Central Nervous System

Brain Hemorrhage Project – Real-time Intracerebral Hemorrhages (ICH) Detection, Localization, and Quantification

We are developing a deep learning tool to automatically detect intracranial hemorrhage on Head CT while providing both 3D hemorrhage volume and expansion prediction estimate. Should ICH be detected following an emergent scan in the Emergency department, the software would then automatically alert the radiologist for immediate review. We hope this tool will be able to help physicians and healthcare providers gain a more accurate assessment of a patient’s hemorrhage while also improving turn-around time to improve patient outcomes.

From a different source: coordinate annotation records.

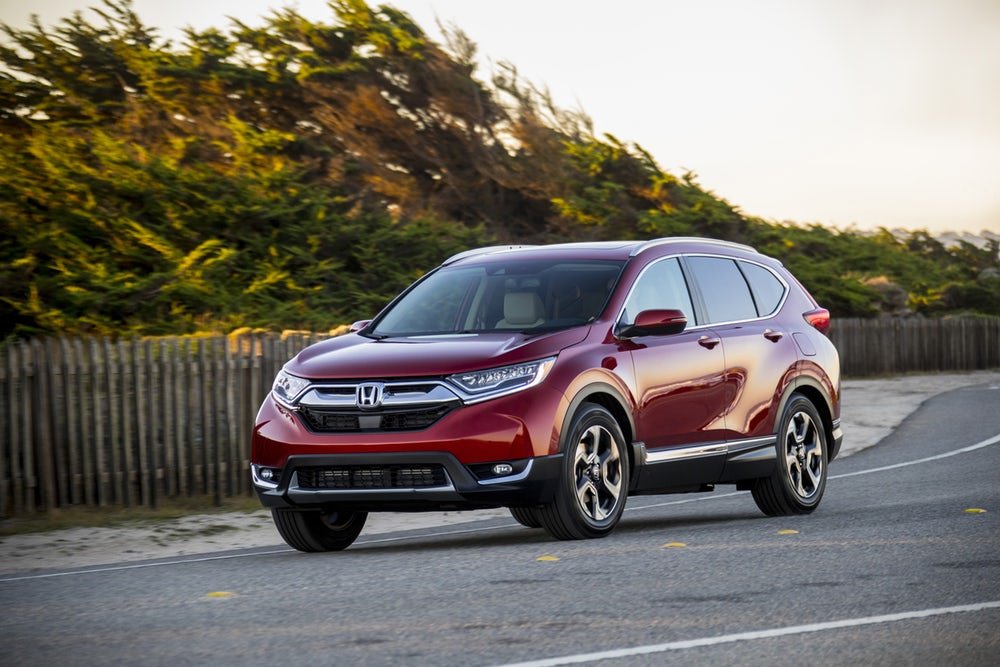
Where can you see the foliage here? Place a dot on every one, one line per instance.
(298, 174)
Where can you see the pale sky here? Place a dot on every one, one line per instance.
(865, 112)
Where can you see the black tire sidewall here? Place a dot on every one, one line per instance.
(587, 416)
(796, 405)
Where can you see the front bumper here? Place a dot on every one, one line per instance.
(533, 482)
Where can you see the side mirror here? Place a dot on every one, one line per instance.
(655, 323)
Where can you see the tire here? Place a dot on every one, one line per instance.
(526, 516)
(799, 479)
(315, 530)
(593, 486)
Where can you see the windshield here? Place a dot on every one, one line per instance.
(529, 296)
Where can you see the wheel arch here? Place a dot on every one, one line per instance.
(613, 401)
(814, 392)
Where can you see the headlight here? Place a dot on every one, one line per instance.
(287, 387)
(504, 380)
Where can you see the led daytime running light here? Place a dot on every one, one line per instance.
(504, 378)
(287, 387)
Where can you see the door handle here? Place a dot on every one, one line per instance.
(709, 341)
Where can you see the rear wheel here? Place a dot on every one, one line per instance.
(796, 486)
(594, 484)
(526, 516)
(318, 530)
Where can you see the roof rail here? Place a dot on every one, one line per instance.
(482, 251)
(689, 239)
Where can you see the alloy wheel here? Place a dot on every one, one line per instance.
(598, 473)
(804, 457)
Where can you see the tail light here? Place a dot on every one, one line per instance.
(818, 319)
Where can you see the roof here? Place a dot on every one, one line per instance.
(606, 249)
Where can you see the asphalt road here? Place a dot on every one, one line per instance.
(892, 569)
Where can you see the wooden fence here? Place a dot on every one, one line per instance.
(887, 346)
(98, 422)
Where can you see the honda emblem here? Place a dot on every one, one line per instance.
(369, 395)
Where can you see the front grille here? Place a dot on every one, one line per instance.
(372, 477)
(326, 420)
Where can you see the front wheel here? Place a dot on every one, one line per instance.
(594, 482)
(318, 530)
(799, 479)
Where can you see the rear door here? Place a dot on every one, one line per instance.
(679, 385)
(740, 300)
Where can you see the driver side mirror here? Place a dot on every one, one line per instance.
(655, 323)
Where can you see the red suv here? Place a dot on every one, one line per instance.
(557, 381)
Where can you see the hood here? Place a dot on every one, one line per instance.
(353, 357)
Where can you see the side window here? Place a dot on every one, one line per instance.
(767, 289)
(660, 287)
(727, 297)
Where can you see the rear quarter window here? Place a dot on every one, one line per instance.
(723, 289)
(766, 288)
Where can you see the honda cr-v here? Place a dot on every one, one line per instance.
(558, 381)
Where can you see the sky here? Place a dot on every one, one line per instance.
(871, 113)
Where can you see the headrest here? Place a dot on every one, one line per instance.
(522, 308)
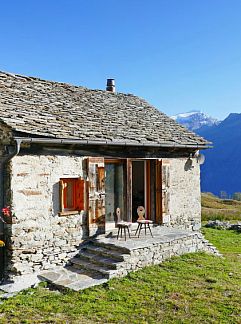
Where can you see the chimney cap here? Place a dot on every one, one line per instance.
(110, 85)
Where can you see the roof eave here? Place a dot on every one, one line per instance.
(36, 140)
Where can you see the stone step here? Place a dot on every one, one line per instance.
(100, 250)
(79, 263)
(111, 247)
(108, 262)
(69, 277)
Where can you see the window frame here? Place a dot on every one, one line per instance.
(78, 195)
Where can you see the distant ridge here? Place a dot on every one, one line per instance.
(195, 119)
(221, 171)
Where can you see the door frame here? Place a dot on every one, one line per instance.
(154, 181)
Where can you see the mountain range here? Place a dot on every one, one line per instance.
(221, 172)
(195, 119)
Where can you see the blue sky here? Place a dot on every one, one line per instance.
(180, 55)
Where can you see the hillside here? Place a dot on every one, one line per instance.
(222, 209)
(222, 168)
(195, 119)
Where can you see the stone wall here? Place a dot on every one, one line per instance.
(184, 194)
(157, 252)
(39, 237)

Brain Extraction and Segmentation Project – Comparison to the Gold Standard

Brain extraction, the removal of the brain from non-brain tissue on imaging, is typically the first imaging preprocessing step of neuroimaging analysis. Current tools widely used in the field are either fast but less accurate than manual methods, or accurate but computationally taxing. We have developed an automated deep learning method capable of fast and highly accurate brain extraction and segmentation of tissue types on imaging.

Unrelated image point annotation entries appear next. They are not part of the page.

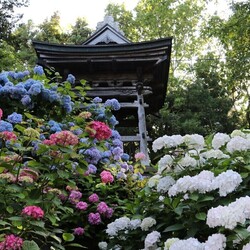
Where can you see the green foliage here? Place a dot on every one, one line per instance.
(234, 36)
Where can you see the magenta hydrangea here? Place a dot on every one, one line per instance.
(93, 198)
(11, 242)
(33, 211)
(94, 218)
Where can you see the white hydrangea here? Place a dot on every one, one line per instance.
(205, 182)
(194, 141)
(238, 132)
(158, 144)
(201, 182)
(229, 216)
(186, 161)
(190, 244)
(219, 140)
(214, 153)
(246, 247)
(147, 223)
(154, 180)
(103, 245)
(134, 224)
(119, 224)
(216, 242)
(238, 143)
(164, 184)
(151, 240)
(167, 142)
(227, 182)
(169, 243)
(165, 163)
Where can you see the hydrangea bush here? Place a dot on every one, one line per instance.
(198, 197)
(63, 172)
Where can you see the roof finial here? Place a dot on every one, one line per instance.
(110, 21)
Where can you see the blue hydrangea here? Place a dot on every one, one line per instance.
(5, 126)
(125, 157)
(71, 79)
(28, 83)
(35, 88)
(115, 134)
(93, 155)
(113, 104)
(38, 70)
(15, 118)
(67, 104)
(97, 100)
(26, 100)
(106, 154)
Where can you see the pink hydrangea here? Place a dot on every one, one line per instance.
(140, 156)
(102, 207)
(94, 218)
(6, 135)
(75, 196)
(81, 205)
(93, 198)
(11, 242)
(33, 211)
(64, 138)
(106, 177)
(78, 231)
(28, 172)
(98, 130)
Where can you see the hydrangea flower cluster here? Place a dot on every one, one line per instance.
(198, 153)
(214, 242)
(33, 211)
(106, 177)
(205, 181)
(11, 242)
(98, 130)
(27, 91)
(229, 216)
(63, 138)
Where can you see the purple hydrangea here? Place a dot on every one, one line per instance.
(15, 118)
(71, 79)
(97, 100)
(5, 126)
(38, 70)
(93, 198)
(78, 231)
(102, 207)
(94, 218)
(81, 205)
(26, 100)
(92, 169)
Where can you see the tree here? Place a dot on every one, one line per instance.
(79, 31)
(8, 19)
(234, 35)
(125, 19)
(202, 107)
(51, 31)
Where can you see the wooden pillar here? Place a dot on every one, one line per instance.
(142, 124)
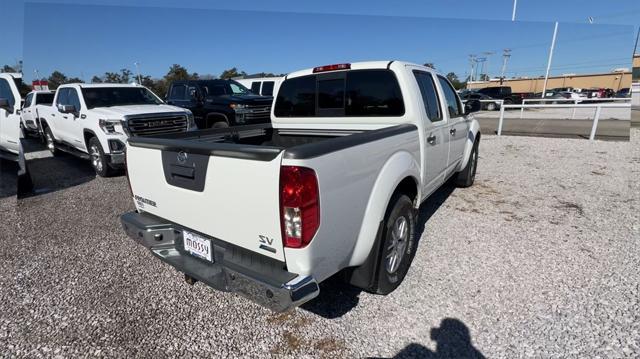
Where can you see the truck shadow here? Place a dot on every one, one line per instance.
(8, 178)
(337, 297)
(452, 341)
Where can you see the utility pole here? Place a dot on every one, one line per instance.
(488, 55)
(506, 54)
(472, 61)
(138, 71)
(553, 45)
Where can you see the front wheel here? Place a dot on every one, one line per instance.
(467, 176)
(98, 158)
(398, 244)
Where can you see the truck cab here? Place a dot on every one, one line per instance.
(220, 103)
(10, 104)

Brain Tumor Projects – The Cancer Genome Atlas (TCGA) Dataset

The Cancer Genome Atlas is a genomics program is a research initiative that generates a vast amount of genomic and clinical data. Using Glioblastoma (GBM) and Low Grade Glioma (LGG) datasets from this program, we are creating a tool that will ultimately predict the survival rate of the patient in years by assessing MRIs. We hope this tool will increase the ability for a clinician to diagnose, treat, and prevent cancer in a more accurate and efficient manner.